In artist Yanira Castro’s latest performance, “I came here to weep,” there is no script, no audience and no program.
The interactive piece was designed by Castro and her production company, a canary torsi, and premiered Friday at The Virginia Wadsworth Wirtz Center for the Performing Arts and Media Arts in Chicago after a two-week residency.
One of the main themes of the piece is the complicated relationship between the United States and Puerto Rico. Castro said she wanted to highlight the territorial possession that Puerto Rico is subject to in this form of modern-day colonialism.
“It’s a complex relationship that I think most people don’t necessarily think about, and I am really trying to bring that up,” Castro said. “The land, ground, territory is something that we’re talking about all the time, whether it’s Gaza, Puerto Rico, you know, the global south in general.”
Attendees of the show are not part of the audience, though. Instead, they join the cast as part of the collaborative project. As they enter the theater, they are greeted by a contract written on plywood, calling them to take part in the piece they now inhabit.
The theater’s center was filled with wooden pallets and cinder blocks, and its walls were adorned with beach chairs, blankets, fans and construction equipment.
As various set pieces were moved, a dynamic score accompanied their action to emphasize their physical impact.
Communication Prof. Stephan Moore served as the sound designer for the piece.
“There’s a sound environment that is constantly evolving, but there’s also ways for the audience to interact directly with the installation and cause sounds to happen,” Moore said. “And there’s also, within the piece, not just ‘sound’ sound, but also vibration of the physical structure of the piece that can be felt.”
Through the scenarios presented in the piece, Castro said performance is the “perfect” place to practice how to act in a certain situation and how to shape culture.
Communication graduate student Louis Van Camp noted that the unfamiliarity and untraditional structure caught him off guard at first, but he soon began to appreciate the work.
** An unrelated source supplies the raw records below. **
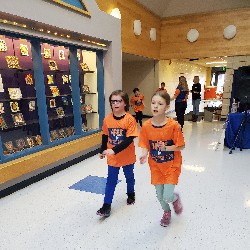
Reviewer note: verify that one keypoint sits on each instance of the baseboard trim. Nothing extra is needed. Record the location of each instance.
(47, 173)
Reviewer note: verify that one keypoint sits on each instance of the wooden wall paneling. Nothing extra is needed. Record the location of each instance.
(211, 41)
(14, 169)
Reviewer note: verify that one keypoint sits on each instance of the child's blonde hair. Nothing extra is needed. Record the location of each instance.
(164, 95)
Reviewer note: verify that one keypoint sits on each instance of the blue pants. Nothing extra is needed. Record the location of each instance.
(112, 179)
(196, 104)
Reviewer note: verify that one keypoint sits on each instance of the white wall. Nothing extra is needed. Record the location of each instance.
(147, 76)
(99, 25)
(140, 75)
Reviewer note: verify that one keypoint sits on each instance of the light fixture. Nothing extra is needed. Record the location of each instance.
(152, 34)
(137, 27)
(229, 32)
(192, 35)
(116, 13)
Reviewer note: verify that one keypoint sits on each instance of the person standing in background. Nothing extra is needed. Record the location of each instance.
(180, 97)
(162, 88)
(137, 101)
(196, 98)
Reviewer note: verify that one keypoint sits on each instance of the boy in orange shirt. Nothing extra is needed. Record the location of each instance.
(119, 130)
(161, 140)
(137, 101)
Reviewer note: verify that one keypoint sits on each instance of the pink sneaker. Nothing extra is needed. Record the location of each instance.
(166, 218)
(178, 208)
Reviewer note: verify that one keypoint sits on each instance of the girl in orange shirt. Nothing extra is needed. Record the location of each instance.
(119, 130)
(161, 140)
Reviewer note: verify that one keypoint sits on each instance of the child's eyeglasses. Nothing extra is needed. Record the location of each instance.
(115, 101)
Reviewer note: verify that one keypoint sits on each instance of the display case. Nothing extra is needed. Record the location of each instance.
(19, 126)
(44, 99)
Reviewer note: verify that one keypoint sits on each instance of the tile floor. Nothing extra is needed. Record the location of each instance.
(59, 211)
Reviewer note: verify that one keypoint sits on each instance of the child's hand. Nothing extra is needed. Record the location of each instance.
(143, 159)
(101, 156)
(108, 152)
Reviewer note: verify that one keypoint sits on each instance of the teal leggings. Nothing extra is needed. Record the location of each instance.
(165, 195)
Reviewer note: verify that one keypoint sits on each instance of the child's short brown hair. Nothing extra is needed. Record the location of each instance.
(123, 95)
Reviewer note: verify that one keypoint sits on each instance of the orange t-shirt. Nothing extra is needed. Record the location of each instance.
(165, 166)
(137, 102)
(161, 90)
(117, 131)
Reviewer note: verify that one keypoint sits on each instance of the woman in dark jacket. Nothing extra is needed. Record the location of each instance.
(180, 97)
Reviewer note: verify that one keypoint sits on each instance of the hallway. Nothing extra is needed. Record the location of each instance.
(58, 212)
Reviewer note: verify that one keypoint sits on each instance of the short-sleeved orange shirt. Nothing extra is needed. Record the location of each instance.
(117, 131)
(165, 166)
(137, 102)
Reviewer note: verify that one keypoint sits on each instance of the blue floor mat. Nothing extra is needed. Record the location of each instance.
(92, 184)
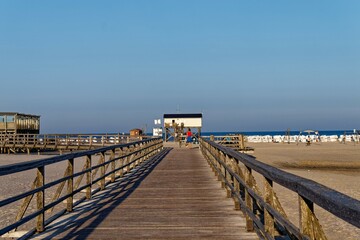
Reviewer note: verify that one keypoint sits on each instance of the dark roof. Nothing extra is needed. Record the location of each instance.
(183, 115)
(17, 113)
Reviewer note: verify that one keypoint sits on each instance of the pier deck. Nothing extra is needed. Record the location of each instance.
(175, 198)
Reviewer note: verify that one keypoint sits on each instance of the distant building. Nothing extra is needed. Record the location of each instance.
(176, 124)
(135, 132)
(19, 123)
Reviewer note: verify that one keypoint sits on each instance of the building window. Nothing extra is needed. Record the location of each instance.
(9, 118)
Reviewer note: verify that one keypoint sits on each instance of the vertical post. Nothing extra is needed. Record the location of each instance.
(248, 200)
(70, 185)
(112, 157)
(269, 198)
(306, 210)
(88, 177)
(102, 171)
(236, 186)
(40, 198)
(121, 162)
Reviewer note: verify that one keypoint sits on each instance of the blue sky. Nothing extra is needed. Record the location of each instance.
(109, 66)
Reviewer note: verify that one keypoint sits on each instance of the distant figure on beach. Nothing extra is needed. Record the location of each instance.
(188, 138)
(308, 141)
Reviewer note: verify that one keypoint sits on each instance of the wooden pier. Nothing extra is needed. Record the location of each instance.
(150, 190)
(13, 143)
(177, 198)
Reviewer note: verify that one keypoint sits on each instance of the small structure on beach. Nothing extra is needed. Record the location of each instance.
(174, 124)
(19, 123)
(135, 132)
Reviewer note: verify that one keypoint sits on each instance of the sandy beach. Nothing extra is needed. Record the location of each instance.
(334, 165)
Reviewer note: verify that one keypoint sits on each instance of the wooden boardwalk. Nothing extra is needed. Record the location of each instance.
(177, 197)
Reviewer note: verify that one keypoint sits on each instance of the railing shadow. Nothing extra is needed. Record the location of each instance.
(88, 215)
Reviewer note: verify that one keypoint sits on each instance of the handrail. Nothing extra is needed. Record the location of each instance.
(122, 158)
(27, 142)
(242, 186)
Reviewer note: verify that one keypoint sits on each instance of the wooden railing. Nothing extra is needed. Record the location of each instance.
(235, 141)
(62, 142)
(262, 209)
(112, 162)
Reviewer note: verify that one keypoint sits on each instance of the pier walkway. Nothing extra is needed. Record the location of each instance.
(174, 197)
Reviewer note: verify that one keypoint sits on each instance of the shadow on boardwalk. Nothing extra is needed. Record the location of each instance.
(176, 196)
(91, 213)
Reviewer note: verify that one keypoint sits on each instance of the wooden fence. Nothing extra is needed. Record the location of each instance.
(112, 162)
(262, 209)
(62, 142)
(235, 141)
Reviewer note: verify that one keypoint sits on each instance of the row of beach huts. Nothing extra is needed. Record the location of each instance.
(303, 138)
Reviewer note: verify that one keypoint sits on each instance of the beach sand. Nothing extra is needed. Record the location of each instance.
(334, 165)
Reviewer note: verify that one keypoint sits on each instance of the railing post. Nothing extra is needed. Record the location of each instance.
(88, 177)
(102, 171)
(70, 186)
(309, 224)
(248, 200)
(269, 198)
(112, 157)
(228, 177)
(40, 198)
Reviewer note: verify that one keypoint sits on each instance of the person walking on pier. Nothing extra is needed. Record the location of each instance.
(188, 138)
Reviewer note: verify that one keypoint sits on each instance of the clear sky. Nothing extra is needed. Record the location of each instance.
(109, 66)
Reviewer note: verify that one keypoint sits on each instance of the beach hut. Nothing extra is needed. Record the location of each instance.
(19, 123)
(135, 132)
(176, 124)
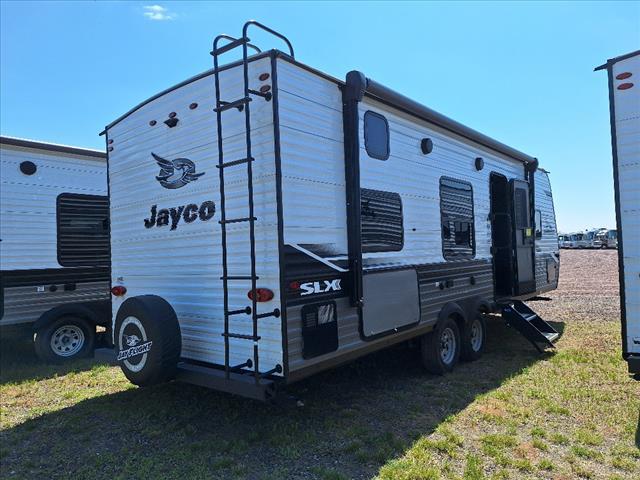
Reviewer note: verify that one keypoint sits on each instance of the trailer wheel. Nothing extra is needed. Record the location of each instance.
(440, 348)
(148, 341)
(64, 339)
(473, 338)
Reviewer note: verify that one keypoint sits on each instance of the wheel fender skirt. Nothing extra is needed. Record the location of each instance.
(450, 309)
(97, 313)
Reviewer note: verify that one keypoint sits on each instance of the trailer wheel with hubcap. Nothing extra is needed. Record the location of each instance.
(64, 339)
(147, 340)
(473, 338)
(440, 348)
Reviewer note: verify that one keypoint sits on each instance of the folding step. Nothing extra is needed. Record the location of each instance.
(237, 220)
(275, 313)
(235, 162)
(230, 46)
(530, 325)
(222, 105)
(241, 336)
(245, 311)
“For me, to have to learn that everything was permitted (was surprising),” Van Camp said. “But after a few minutes of walking around and being a part of (it), it started to feel kind of cathartic and just to engage with the stuff and to lay down and to be a part of the art, it felt really liberating; really satisfying.”
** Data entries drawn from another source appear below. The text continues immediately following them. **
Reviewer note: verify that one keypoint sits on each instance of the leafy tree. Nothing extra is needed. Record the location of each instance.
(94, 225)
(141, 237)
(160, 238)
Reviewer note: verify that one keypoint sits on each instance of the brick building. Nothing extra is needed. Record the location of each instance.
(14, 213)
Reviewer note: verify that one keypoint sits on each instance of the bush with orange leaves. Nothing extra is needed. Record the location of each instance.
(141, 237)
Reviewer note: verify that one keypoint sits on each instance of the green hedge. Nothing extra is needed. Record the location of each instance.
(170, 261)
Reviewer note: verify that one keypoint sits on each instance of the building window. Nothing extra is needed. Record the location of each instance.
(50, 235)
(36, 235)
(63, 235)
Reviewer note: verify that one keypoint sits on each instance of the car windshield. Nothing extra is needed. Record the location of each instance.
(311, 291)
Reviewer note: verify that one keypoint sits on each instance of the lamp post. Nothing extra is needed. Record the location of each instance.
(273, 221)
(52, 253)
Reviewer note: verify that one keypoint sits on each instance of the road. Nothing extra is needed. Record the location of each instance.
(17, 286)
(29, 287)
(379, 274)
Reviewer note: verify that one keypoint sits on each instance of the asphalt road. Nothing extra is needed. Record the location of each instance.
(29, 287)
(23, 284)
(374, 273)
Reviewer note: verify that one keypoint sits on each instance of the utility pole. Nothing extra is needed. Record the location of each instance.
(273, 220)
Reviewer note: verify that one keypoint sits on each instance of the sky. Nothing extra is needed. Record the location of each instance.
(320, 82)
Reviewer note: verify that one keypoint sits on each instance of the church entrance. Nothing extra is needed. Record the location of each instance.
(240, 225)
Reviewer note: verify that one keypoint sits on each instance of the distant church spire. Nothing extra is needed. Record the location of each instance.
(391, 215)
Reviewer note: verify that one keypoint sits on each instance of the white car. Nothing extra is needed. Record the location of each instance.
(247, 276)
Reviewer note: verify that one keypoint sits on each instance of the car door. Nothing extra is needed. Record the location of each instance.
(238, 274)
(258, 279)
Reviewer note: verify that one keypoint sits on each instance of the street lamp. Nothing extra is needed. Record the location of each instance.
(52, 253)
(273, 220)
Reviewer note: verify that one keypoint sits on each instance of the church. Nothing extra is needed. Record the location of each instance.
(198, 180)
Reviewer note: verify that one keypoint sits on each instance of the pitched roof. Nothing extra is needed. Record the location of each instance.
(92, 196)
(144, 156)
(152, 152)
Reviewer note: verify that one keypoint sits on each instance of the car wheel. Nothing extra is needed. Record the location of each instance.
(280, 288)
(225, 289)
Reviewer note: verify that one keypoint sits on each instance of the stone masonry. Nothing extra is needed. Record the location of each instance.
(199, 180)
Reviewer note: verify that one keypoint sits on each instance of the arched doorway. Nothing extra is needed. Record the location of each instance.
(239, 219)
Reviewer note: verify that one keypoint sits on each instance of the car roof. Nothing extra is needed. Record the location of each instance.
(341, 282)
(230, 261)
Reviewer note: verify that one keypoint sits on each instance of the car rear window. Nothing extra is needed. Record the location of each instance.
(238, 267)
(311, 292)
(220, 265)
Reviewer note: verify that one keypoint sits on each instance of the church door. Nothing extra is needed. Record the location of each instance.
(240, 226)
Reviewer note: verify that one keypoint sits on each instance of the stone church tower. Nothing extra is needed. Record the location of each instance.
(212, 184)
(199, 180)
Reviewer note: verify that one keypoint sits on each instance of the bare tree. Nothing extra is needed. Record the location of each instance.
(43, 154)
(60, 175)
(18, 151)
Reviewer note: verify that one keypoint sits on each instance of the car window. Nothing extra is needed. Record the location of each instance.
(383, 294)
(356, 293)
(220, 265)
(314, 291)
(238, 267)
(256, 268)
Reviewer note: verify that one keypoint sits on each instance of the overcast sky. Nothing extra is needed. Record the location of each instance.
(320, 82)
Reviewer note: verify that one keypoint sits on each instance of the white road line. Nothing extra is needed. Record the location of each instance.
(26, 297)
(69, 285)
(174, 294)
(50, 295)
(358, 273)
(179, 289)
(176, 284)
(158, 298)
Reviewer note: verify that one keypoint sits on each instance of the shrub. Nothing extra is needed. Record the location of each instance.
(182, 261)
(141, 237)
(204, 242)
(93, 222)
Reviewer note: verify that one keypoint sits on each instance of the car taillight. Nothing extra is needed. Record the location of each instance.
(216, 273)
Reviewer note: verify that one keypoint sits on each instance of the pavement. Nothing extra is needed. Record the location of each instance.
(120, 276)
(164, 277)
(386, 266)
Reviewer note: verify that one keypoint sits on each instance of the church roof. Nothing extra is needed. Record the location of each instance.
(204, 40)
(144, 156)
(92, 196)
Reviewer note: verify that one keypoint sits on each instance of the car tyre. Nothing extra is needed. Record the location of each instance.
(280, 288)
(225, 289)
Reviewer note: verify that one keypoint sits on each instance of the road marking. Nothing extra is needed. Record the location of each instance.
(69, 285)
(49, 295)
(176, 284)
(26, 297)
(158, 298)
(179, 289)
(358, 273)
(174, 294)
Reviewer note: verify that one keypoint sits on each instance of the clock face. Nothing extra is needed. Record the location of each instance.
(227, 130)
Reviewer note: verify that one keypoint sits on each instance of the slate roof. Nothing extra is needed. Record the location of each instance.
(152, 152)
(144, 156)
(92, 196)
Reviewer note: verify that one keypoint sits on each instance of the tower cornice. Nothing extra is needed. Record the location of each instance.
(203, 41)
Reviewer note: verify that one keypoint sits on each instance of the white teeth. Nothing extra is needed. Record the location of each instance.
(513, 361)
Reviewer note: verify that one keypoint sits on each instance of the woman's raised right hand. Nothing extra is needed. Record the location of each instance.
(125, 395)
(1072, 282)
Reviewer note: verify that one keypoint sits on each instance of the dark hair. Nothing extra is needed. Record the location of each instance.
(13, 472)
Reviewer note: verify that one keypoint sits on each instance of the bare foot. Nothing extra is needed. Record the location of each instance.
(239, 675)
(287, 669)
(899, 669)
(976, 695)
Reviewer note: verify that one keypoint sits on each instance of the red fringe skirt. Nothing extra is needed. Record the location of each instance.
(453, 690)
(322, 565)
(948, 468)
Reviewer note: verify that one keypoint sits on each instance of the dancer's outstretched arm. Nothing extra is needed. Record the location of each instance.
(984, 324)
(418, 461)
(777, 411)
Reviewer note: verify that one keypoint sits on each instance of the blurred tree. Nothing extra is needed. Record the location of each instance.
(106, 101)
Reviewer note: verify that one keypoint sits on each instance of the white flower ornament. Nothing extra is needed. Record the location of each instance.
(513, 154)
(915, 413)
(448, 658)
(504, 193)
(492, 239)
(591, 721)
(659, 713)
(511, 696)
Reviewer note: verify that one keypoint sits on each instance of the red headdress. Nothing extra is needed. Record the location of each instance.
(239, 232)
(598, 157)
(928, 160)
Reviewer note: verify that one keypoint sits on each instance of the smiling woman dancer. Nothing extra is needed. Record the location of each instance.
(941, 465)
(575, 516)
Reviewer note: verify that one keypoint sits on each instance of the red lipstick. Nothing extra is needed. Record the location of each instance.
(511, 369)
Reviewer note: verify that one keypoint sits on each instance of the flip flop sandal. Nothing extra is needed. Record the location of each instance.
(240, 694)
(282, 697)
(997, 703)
“I came here to weep” is the product of an exhibition of the same name that Castro and a canary torsi previously worked on. The piece first ran in June 2023 at the Chocolate Factory Theater in New York.
Creative Producer Ariel Lembeck said the work evolved by pulling on ideas of self-determination and belonging while greatly expanding the interactivity of the piece.
During the piece’s time at the Wirtz Center, production placed an emphasis on experimentation with the hope that “I came here to weep” will continue to evolve.
“You’re catching us in this moment that’s really emergent,” Castro said. “The folks that come on Friday and Saturday will really help us to see what (it is), and how in our next residency, we’ll take it in a different direction, or maybe not; maybe build more on what’s already there.”